El planeta misterioso (9 page)

—Excelente, Charza —dijo.

Anakin entró en el compartimiento y se limpió los pies en la esterilla absorbente que había justo debajo de la escotilla.

Charza, visiblemente a disgusto en aquel entorno tan seco, no los siguió. El pequeño pero bien equipado camarote era cálido y luminoso, y disponía de dos literas de aceleración que también podían utilizarse como camas. Cuando miró hacia arriba, Anakin vio que podían contemplar el espacio a través de una gran ventanilla circular surcada por una serie de radios que le daban mayor solidez.

—Partiremos dentro de un décimo de marea..., una hora estándar —anunció Charza—. Hay calzado impermeable, botas, que se adaptará a vuestros pies en el caso de que decidáis hacerme compañía más adelante en la timonera. Eso supondría un inmenso deleite para mí.

Después retrocedió y la escotilla se cerró.

Anakin se acomodó y metió su pequeña bolsa de viaje en un armario.

—Vergere tuvo que alojarse aquí —observó.

—A menos que prefiriese nadar —dijo Obi-Wan.

— ¿Qué crees que le ocurrió?

—No me atrevo a adelantar ninguna conjetura. Sus capacidades son excepcionales. Tiene tantos recursos como Thracia, y es casi tan aventurera como tú.

Eso hizo sonreír a Anakin.

—Pero ¿es más sensata?

Obi-Wan inclinó la cabeza.

—Tú puedes ser sensato —admitió.

—Pero en mi caso se trata de algo ocasional —dijo Anakin—. Y ahora, ¿puedes decirme adónde vamos?

Obi-Wan guardó su bolsa de viaje y se sentó en el extremo de una litera. Después entrelazó las manos y miró a Anakin.

—No conoceré todos los detalles hasta que no hayamos sintonizado nuestra tarjeta de datos con la de Charza. Te diré lo que sé: los Jedi han recibido ciertas informaciones sobre un mundo situado en la Fisura de Gardaji, dentro del Brazo de Tíngel, que se encuentra mucho más allá de la esfera de dominio de la República. Algunos comerciantes independientes hablan de una comunidad que construye naves espaciales excepcionales, pequeños aparatos personales, esbeltos y magníficamente fabricados, que podrían aspirar a un índice cero-coma-cuatro.

Anakin puso ojos como platos y se sentó enfrente de Obi-Wan, ardiendo en deseos de oír más.

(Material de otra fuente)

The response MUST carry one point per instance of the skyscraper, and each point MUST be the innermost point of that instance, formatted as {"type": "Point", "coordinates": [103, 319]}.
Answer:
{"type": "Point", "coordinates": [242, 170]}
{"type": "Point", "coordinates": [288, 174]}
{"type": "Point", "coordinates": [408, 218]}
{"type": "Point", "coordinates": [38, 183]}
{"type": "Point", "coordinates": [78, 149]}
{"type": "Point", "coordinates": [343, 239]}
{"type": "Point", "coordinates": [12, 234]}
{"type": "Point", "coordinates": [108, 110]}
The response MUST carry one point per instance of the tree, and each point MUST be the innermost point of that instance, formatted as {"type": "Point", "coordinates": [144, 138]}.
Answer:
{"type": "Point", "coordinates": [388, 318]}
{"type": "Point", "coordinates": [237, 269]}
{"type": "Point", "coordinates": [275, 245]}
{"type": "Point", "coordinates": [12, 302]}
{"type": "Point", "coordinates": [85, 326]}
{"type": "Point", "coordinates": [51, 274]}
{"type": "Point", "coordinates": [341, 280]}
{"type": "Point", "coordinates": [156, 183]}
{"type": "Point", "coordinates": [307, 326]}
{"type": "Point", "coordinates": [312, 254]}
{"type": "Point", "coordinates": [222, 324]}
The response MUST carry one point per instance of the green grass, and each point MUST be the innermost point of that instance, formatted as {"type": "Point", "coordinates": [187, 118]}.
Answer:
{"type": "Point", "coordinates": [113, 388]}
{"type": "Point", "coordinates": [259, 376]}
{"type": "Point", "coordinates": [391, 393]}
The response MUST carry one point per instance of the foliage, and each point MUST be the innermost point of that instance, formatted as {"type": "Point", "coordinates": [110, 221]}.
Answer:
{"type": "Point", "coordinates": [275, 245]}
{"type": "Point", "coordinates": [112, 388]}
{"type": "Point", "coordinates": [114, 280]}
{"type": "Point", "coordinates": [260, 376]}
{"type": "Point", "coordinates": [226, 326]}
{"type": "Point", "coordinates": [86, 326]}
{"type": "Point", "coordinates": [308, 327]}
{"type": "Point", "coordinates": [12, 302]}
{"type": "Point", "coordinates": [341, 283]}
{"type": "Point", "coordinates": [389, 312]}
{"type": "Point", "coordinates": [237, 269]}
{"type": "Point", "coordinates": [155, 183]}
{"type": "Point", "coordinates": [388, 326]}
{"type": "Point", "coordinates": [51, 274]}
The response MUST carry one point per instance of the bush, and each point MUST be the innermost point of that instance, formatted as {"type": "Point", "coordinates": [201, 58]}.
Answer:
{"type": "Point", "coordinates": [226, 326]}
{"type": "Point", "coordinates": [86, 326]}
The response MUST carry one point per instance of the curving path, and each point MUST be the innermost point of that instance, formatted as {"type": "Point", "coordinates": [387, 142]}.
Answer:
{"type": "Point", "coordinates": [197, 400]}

—Los rumores estaban asociados a un planeta misterioso, al que algunos llaman Sekot mientras que otros lo llaman Zonama Sekot.

— ¿Secote?

—Zonama Sekot, nos dicen las fuentes, era el nombre del planeta, el cual órbita una estrella enana en el eje exterior y en el lado norte galáctico de la fisura. Pero los mapas de las expediciones que han explorado esa región durante los dos últimos siglos sólo muestran escombros rocosos y protoplanetas, nada que pueda tener interés salvo para futuros mineros. Nada vivo, ciertamente. Aun así, otras fuentes confirmaron que se había establecido una especie de difusa ruta comercial, y que los ricos aficionados al viaje espacial iban allí después de haber concertado citas secretas para encargar naves. Aunque las naves han sido observadas en ciertos sistemas, ningún agente de las fuerzas de seguridad de la República ha podido examinar una con detalle.

—Suena a leyenda —dijo Anakin—. Quizá sea un fraude.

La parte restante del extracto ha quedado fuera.